Can you believe "torture" has still not been criminalised?Please read the accounts of the investigations and personal experiences,the worst in my opinion of the 15 year old boy who was tortured.But be warned,the article could ruin your day.
Torture has become such an integral part of policing in Nigeria that many stations have an informal torture officer, Amnesty International says.
Both the Nigeria military and police use a wide range of torture methods including beatings, nail and teeth extractions and other sexual violence, it says.
One woman accused of theft in Lagos said she was sexually assaulted, and had tear gas sprayed into her vagina.
Nigeria's police told the BBC the force had a "zero tolerance for torture".
"It may happen and when it does happen it is appropriately dealt with," police spokesman Emmanuel Ojukwu told the BBC Hausa service.
"Every officer in Nigerian police has a duty post - there is no duty post for torture," he said.
"If somebody's tortured let him please report to the next higher authority and then action will be taken."
Entitled Welcome to Hell Fire, the Amnesty report says people are often detained in large dragnet operations and tortured as punishment, to extort money or to extract "confessions" as a way to solve cases.
The use of torture is particularly extreme in the north-east in the war against Boko Haram Islamist militants, Amnesty says.
The UK-based rights group says between 5,000 and 10,000 people have been arrested there since 2009, and executions in overcrowded detention facilities are common.
A teenage boy, pictured at the top, was among 50 people arrested by the army in Pokiskum in Yobe state last year on suspicion being a member of the Boko Haram.
At the time he was 15 years old and spent three weeks in custody in Damaturu and said he was beaten continuously with gun butts, batons and machetes.

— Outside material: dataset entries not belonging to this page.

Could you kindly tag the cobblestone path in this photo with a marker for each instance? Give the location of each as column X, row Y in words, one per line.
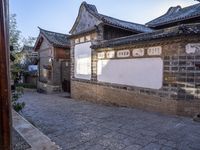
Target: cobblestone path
column 81, row 125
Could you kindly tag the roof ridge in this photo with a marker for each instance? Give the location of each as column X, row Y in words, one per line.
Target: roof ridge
column 124, row 20
column 168, row 15
column 53, row 32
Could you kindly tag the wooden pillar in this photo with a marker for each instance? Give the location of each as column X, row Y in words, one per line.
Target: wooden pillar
column 5, row 113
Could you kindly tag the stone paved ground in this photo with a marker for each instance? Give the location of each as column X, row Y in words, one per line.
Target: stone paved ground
column 81, row 125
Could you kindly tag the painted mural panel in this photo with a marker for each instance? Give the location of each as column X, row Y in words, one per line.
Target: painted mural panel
column 141, row 72
column 82, row 53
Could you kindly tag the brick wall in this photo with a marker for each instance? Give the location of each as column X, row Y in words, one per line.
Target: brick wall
column 181, row 81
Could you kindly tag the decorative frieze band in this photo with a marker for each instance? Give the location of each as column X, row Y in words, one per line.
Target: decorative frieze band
column 139, row 52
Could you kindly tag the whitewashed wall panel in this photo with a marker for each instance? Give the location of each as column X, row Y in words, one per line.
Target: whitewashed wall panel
column 141, row 72
column 82, row 54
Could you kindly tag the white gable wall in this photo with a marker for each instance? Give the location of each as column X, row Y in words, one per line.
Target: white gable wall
column 140, row 72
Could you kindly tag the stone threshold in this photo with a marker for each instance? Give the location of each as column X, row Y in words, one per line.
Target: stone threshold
column 35, row 138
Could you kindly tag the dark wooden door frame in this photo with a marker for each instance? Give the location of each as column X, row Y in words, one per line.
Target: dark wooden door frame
column 5, row 104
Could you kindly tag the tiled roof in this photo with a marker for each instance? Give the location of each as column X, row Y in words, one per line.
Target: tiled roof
column 56, row 39
column 116, row 22
column 192, row 29
column 27, row 48
column 176, row 14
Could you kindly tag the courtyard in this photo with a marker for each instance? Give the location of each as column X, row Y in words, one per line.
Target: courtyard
column 82, row 125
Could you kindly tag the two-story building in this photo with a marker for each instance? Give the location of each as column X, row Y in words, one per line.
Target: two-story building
column 154, row 66
column 54, row 61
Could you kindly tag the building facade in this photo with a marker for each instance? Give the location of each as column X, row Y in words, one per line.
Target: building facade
column 54, row 61
column 155, row 66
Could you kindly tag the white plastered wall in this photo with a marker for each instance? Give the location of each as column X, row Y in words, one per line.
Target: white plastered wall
column 82, row 55
column 140, row 72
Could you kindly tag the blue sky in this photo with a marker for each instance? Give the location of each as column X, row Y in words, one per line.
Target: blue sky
column 59, row 15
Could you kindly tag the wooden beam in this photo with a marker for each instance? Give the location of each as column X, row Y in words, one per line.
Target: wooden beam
column 5, row 104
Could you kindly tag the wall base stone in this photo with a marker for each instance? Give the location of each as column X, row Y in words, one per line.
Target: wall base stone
column 121, row 97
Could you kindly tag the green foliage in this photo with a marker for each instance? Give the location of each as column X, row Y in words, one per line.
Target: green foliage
column 26, row 85
column 17, row 106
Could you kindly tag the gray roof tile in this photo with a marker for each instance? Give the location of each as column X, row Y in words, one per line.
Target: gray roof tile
column 116, row 22
column 176, row 14
column 192, row 29
column 56, row 39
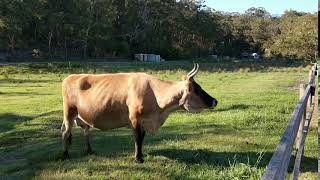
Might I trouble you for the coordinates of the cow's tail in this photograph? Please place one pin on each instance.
(63, 127)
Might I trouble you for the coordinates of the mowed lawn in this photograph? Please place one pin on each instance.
(234, 141)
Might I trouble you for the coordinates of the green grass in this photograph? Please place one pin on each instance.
(236, 141)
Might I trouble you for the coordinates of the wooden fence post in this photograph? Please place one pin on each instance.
(300, 131)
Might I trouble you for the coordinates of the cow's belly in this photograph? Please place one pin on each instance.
(107, 119)
(111, 120)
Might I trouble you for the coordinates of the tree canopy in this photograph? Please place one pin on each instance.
(173, 29)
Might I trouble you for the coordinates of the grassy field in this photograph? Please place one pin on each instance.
(236, 141)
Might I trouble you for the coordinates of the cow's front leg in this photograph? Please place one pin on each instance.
(139, 134)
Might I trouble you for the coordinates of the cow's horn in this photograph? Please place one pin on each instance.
(194, 67)
(194, 71)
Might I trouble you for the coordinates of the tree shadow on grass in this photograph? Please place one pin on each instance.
(225, 159)
(8, 121)
(21, 81)
(238, 107)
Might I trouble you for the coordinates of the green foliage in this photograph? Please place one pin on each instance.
(297, 37)
(173, 29)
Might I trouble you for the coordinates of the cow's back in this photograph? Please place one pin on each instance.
(103, 101)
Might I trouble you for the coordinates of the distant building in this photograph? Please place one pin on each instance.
(148, 57)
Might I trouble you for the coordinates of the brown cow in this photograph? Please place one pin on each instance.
(142, 101)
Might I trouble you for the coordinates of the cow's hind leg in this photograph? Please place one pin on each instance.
(68, 115)
(139, 134)
(85, 132)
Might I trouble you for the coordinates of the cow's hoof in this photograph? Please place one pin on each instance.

Arrested in 2013 along with other hotel staff after two guns and a human skull were found. They were beaten, detained in a van for hours and then taken to an anti-robbery squad centre in Awkuzu.
"I was thrown inside a cell. I noticed a written sign on the wall 'Welcome to hell fire'… I was taken to the interrogation room.
"There was a police officer at one end with two suspects who were chained together.
"I saw ropes streaming down from the ceiling tops, bags of sand elevated on the perimeter wall fence of the hall and all types of rod and metal in different shapes and sizes.
"I heard shouts and screams from torture victims… I saw buckets of water on standby in case anybody faints or opts to die before appending [their] signature to already written statements."
The officer questioned him, tied his hands and legs, passed a rod between them and elevated him from a perimeter wall. They poured water on him whenever he passed out. He was charged with murder, has since been freed on bail and is awaiting trial.